This dataset contains details of 2,201,090 unique public tags added to 9,370,614 resources in Trove between August 2008 and July 2022. I harvested the data using the Trove API and saved it as a CSV file with the following columns:
- `tag` – lower-cased text tag
- `date` – date the tag was added
- `zone` – API zone containing the tagged resource
- `record_id` – the identifier of the tagged resource
I've documented the method used to harvest the tags in this notebook.
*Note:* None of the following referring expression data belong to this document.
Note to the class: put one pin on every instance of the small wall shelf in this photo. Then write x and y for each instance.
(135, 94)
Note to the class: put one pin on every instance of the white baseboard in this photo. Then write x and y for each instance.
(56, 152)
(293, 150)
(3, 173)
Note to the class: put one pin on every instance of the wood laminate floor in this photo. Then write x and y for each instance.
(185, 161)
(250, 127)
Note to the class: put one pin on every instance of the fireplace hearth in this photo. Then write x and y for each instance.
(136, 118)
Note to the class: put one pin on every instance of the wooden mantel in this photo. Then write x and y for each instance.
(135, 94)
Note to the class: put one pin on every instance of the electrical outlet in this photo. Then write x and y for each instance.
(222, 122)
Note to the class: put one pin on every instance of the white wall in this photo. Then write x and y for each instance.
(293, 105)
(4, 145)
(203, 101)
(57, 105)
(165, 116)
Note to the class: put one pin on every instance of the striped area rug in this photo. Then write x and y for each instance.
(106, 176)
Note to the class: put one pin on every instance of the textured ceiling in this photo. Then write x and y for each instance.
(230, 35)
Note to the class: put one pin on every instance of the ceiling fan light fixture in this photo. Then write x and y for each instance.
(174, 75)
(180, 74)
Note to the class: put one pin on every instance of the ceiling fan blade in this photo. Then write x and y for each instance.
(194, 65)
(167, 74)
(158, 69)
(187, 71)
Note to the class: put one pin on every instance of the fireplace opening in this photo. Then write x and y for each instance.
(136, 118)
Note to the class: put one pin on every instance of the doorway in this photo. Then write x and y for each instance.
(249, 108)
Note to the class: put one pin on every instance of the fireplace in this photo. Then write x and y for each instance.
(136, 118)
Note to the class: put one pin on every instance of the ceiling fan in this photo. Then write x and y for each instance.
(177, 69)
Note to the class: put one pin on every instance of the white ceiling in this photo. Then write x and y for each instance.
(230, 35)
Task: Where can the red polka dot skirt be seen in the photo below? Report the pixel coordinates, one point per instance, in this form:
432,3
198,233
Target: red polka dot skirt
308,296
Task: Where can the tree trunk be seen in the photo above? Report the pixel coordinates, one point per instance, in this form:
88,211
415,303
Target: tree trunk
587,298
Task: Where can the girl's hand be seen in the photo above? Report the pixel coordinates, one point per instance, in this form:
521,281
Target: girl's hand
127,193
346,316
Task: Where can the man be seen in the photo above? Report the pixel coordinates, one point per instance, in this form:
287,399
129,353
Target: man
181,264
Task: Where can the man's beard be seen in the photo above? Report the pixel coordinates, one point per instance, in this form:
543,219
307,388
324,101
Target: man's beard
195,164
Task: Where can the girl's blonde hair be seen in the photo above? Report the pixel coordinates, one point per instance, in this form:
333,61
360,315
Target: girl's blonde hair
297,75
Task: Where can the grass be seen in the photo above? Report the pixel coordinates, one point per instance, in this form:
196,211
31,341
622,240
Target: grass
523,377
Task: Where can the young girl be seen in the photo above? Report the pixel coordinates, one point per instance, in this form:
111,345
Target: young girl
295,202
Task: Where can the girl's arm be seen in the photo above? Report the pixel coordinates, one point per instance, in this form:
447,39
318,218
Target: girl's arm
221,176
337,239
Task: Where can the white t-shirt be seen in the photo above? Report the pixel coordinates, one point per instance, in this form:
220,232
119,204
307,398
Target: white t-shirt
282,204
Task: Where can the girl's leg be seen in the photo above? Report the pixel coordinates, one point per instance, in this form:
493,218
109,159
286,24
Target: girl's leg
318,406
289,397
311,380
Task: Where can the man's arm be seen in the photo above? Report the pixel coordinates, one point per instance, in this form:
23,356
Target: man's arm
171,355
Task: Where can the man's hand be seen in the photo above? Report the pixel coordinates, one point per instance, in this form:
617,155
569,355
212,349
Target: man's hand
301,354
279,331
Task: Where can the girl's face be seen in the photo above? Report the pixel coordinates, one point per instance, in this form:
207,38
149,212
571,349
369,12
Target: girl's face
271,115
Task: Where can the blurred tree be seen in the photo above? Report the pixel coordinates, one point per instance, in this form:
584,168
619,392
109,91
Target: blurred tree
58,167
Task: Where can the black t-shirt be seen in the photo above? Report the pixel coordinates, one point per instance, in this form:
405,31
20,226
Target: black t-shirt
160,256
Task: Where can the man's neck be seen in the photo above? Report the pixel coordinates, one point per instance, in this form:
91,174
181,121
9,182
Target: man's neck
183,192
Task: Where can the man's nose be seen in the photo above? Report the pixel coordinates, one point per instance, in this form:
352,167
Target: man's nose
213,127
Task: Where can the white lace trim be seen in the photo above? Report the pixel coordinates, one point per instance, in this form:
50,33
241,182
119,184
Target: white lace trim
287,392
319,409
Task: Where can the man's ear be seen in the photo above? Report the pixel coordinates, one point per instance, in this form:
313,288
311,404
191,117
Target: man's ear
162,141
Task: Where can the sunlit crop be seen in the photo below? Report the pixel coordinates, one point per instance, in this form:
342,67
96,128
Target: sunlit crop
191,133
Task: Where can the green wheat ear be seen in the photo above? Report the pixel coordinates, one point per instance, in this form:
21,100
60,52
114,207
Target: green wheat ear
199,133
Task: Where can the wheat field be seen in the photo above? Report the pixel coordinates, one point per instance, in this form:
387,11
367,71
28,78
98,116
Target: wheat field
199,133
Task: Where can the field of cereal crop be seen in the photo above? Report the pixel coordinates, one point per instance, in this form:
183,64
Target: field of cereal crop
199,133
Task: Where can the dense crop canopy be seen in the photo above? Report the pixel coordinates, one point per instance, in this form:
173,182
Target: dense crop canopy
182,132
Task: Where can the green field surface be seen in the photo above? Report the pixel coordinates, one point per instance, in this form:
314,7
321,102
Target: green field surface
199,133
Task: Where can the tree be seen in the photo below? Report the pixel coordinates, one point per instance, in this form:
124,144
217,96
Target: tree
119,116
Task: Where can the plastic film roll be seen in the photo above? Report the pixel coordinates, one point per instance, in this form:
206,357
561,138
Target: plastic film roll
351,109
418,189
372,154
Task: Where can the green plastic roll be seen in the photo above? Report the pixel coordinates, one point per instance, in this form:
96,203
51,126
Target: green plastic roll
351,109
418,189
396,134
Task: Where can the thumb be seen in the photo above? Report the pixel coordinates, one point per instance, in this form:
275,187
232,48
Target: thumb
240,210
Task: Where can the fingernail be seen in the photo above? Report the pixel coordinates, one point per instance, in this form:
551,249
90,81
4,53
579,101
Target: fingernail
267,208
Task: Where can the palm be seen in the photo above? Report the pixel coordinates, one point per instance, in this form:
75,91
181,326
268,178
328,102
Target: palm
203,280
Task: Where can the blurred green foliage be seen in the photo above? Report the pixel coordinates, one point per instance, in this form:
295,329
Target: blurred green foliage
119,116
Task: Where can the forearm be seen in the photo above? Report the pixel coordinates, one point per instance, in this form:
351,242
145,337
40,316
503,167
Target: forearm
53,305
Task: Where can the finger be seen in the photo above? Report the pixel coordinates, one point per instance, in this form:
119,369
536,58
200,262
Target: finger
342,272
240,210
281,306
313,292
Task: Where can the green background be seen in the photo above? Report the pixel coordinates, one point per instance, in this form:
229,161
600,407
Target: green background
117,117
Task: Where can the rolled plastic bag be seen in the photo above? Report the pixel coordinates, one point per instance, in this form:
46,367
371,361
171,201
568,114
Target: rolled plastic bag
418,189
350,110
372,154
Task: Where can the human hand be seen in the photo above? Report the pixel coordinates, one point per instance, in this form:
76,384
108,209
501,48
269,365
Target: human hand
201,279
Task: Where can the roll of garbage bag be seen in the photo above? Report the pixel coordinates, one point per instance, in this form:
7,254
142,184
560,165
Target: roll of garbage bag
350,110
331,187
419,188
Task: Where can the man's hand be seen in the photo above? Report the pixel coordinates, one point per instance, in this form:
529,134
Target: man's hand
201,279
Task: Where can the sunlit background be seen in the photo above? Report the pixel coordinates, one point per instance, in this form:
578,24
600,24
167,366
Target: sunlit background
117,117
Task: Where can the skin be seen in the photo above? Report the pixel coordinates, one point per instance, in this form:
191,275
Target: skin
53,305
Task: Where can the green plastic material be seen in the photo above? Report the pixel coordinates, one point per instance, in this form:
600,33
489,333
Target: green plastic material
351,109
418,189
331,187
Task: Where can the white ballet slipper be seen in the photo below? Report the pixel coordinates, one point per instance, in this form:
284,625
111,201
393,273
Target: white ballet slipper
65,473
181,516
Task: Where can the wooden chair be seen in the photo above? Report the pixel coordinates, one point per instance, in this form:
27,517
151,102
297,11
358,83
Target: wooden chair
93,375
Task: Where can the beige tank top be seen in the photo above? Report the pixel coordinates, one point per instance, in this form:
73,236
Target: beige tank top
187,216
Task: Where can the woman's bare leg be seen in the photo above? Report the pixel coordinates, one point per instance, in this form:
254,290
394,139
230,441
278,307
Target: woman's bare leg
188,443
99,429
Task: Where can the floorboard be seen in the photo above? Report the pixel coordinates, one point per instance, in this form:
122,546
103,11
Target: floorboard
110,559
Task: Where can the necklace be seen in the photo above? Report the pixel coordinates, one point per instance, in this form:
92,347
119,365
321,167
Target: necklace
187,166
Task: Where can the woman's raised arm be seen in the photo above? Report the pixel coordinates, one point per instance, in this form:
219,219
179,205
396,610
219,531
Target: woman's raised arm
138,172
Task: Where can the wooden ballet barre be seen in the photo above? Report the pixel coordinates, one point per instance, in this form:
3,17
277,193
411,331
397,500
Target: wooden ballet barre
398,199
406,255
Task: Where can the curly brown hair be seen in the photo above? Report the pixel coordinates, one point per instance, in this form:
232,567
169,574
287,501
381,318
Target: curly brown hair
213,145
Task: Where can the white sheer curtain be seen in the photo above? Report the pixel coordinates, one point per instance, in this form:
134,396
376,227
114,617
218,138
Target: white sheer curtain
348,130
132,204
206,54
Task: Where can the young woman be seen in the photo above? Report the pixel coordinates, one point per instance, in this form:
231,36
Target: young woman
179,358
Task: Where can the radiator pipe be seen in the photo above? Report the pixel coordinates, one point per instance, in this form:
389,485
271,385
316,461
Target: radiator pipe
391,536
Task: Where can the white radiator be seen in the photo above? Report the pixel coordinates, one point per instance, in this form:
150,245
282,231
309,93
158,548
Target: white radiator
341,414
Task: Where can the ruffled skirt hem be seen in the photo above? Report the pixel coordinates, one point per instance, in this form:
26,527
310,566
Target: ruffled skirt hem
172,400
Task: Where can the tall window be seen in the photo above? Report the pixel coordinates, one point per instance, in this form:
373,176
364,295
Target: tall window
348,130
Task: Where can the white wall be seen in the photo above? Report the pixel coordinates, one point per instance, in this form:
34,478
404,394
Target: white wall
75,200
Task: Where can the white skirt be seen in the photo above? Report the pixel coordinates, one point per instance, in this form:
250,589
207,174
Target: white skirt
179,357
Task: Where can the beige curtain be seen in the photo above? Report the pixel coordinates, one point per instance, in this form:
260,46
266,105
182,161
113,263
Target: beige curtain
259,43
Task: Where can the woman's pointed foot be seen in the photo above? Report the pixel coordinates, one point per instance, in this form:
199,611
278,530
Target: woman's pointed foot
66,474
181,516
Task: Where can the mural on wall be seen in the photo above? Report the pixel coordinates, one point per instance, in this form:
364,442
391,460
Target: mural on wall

Using the `zone` and `record_id` you can find more information about a tagged item. To create urls to the resources in Trove:
- for resources in the 'book', 'article', 'picture', 'music', 'map', and 'collection' zones add the `record_id` to `https://trove.nla.gov.au/work/`
- for resources in the 'newspaper' and 'gazette' zones add the `record_id` to `https://trove.nla.gov.au/article/`
- for resources in the 'list' zone add the `record_id` to `https://trove.nla.gov.au/list/`
- Works (such as books) in Trove can have tags attached at either work or version level. This dataset aggregates all tags at the work level, removing any duplicates.
- A single resource in Trove can appear in multiple zones – for example, a book that includes maps and illustrations might appear in the 'book', 'picture', and 'map' zones. This means that some of the tags will essentially be duplicates – harvested from different zones, but relating to the same resource. Depending on your needs, you might want to remove these duplicates.
- While most of the tags were added by Trove users, more than 500,000 tags were added by Trove itself in November 2009. I think these tags were automatically generated from related Wikipedia pages. Depending on your needs, you might want to exclude these by limiting the date range or zones.
- User content added to Trove, including tags, is available for reuse under a CC-BY-NC licence.
See this notebook for some examples of how you can manipulate, analyse, and visualise the tag data.